Feminists appropriated the word to refer to all the nonessential baggage that goes along with sex in humans–norms of dress, behavior, and so on–that have typically been used to oppress women. Gender, in this view, is all the shit we should be fighting to free ourselves from.
Both paternalistic traditionalists and TRAs want to blur this distinction, the former by saying if you’re a woman, you should conform to gender norms, the latter by saying that if you conform to gender norms for women, you’re a woman. They’re two sides of the same oppressive coin.
WaM,
I’m fairly certain that the male-or-female sense of “gender” is attested from the early 15th century. And while “sex” in English dates to the 14th, it’s not until the 15th that we see it used to mean the actual state of being male or female. That is, it was initially used in a collective sense, as in, “The female sex is that which produces large, immobile gametes.”
You likely have better access to resources to check than I, however.
I’m also well aware of when and why feminists began using “gender” as a term of art. There are three points here I would make. First, feminists did not invent this usage, but took it from psychology and John Money. Second, when Money and his ilk coined the sense, gender was in use as the polite, often literary, way to refer to males and females collectively and the state of being male or female. Third, to export a term of art from its proper context positively begs for trouble, because the specialized usage conflicts with common usage.
In order to benefit from blurring the distinction between two senses, those two senses must exist. If there is but one sense, there is no boundary to transgress. By using gender to refer to something related to but distinct from sex, that monster Money and later those well intentioned feminists created the very line that TRAs blur.

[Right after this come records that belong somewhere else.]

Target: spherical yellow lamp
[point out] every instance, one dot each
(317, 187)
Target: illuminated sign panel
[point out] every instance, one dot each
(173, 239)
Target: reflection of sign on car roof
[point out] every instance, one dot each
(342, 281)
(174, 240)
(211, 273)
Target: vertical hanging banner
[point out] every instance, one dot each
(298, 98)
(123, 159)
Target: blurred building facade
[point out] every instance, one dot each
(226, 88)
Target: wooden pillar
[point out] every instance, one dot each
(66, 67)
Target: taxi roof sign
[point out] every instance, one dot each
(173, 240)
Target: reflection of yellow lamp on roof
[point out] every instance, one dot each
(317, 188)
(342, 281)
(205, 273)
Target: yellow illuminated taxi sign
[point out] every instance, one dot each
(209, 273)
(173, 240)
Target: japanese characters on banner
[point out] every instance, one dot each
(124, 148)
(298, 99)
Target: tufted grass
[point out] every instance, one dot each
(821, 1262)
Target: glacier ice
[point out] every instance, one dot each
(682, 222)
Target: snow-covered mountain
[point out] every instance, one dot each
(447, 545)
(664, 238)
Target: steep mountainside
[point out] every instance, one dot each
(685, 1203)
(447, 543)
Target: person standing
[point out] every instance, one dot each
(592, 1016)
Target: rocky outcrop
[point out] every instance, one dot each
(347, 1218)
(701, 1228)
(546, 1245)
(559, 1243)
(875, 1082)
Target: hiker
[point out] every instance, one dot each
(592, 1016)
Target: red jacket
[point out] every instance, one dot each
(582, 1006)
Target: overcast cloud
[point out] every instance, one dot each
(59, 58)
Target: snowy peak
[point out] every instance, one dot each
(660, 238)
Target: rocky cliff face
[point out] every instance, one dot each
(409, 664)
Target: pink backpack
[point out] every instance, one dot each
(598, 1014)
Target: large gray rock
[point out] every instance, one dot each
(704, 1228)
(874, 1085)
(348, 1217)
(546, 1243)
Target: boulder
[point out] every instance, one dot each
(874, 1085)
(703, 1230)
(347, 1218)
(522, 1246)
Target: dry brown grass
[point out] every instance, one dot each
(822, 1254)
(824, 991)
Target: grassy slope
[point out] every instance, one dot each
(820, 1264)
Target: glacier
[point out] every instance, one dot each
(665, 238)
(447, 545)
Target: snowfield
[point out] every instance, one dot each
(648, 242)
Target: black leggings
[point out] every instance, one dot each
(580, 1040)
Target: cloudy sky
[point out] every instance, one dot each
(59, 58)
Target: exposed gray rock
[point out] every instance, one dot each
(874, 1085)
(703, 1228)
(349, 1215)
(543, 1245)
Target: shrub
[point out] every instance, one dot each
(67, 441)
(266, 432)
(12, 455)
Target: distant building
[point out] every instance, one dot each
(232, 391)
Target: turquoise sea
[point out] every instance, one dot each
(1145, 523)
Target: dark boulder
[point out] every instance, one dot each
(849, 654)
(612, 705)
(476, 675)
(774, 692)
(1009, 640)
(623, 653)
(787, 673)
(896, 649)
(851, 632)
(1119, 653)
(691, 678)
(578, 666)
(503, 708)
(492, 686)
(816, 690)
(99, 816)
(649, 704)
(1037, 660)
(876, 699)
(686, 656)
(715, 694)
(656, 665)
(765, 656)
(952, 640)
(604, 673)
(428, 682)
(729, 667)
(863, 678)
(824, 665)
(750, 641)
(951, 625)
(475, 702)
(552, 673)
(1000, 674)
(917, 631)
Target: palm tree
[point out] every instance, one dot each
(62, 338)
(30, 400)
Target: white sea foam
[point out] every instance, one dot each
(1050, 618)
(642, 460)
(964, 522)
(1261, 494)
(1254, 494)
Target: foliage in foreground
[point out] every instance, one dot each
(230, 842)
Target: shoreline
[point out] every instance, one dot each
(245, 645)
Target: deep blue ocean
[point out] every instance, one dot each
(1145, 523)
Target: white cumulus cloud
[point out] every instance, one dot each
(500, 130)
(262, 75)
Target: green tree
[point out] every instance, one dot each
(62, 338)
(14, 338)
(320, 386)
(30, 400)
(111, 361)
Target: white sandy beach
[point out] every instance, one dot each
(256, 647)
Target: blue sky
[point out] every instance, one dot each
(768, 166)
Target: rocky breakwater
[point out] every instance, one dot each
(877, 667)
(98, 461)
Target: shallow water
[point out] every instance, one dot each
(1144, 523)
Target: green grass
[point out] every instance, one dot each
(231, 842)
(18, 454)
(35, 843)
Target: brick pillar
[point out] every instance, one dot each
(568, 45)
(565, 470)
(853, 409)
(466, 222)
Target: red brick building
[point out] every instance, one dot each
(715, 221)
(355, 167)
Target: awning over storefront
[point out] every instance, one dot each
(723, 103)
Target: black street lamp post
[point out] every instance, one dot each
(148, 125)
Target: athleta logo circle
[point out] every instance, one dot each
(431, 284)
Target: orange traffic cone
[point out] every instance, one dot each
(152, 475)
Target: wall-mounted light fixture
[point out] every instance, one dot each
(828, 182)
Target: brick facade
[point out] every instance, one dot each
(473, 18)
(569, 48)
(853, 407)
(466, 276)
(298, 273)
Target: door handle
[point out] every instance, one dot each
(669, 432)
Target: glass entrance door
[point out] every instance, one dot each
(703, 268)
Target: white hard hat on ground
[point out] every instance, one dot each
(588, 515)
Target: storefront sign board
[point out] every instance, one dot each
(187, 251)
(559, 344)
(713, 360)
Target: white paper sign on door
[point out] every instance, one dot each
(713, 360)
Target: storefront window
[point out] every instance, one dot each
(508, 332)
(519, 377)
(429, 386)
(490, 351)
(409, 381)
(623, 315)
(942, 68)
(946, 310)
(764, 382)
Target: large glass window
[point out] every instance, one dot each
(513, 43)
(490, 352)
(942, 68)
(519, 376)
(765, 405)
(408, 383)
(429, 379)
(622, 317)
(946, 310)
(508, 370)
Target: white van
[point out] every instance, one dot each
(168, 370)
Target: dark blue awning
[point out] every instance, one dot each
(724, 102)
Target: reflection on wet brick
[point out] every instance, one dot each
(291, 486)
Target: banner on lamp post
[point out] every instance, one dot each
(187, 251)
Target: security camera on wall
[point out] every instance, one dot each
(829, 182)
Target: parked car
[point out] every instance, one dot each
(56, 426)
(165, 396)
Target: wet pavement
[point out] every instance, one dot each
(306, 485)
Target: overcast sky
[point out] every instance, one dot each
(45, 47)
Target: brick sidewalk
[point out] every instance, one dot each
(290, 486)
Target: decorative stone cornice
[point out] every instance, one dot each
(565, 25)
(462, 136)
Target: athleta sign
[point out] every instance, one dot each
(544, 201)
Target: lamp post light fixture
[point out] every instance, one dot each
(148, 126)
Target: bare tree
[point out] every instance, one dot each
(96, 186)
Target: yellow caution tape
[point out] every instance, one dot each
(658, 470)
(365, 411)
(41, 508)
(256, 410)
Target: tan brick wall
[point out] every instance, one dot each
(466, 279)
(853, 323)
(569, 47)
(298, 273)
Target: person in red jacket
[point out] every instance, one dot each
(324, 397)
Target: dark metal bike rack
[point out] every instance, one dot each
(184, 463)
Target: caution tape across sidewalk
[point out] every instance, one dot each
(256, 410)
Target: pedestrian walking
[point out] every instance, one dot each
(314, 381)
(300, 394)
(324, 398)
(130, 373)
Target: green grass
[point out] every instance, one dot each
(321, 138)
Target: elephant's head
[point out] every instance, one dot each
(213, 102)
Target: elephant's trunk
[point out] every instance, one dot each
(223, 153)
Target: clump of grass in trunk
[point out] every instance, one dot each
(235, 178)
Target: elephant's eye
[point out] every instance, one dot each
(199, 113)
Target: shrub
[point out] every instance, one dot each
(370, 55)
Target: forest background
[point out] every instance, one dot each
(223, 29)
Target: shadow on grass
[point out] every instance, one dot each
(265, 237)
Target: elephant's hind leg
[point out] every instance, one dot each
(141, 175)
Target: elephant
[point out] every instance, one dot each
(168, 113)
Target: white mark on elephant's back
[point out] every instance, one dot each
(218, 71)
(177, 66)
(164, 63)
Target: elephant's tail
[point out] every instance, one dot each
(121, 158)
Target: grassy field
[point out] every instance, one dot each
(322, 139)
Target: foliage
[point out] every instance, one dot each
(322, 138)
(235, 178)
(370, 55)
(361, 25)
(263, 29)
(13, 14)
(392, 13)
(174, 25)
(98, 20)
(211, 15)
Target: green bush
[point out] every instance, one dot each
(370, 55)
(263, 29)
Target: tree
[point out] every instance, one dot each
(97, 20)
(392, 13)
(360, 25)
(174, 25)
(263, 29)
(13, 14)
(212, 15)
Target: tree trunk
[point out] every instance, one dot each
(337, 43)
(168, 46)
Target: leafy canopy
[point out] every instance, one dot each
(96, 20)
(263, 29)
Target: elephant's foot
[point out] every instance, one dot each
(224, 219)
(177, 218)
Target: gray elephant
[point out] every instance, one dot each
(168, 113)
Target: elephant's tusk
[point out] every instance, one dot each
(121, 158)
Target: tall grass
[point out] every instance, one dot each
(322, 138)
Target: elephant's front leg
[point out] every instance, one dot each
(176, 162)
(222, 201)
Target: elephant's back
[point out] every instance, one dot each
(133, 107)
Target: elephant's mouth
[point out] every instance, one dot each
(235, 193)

Amputating this gangrenous usage cuts the figurative legs out from under trans rhetoric, for their arguments and ideology supervene on gender-as-social-phenomenon. When the synonymy of sex and gender is affirmed, the utter batshit insanity and absurdity (in the logical sense) of their claims becomes starkly apparent. “Joe has male sex and female gender,” becomes, “Joe has male sex but female sex.”
My go-to source for the history of English is The Online Etymology Dictionary. It’s a remarkable project.
The short of it is: the grammatical sense of “gender” dates from the 14th C; the use of “gender” for “sex” from the early 15th C; “sex” itself from the late 14th C.
I don’t have time to respond to the rest of your comment right now, but I’d recommend my link as an entertaining and edifying rabbit hole.
“Rabbit hole” is definitely an apt description for etymonline, sort of like how tvtropes used to be, before it got all … creepy.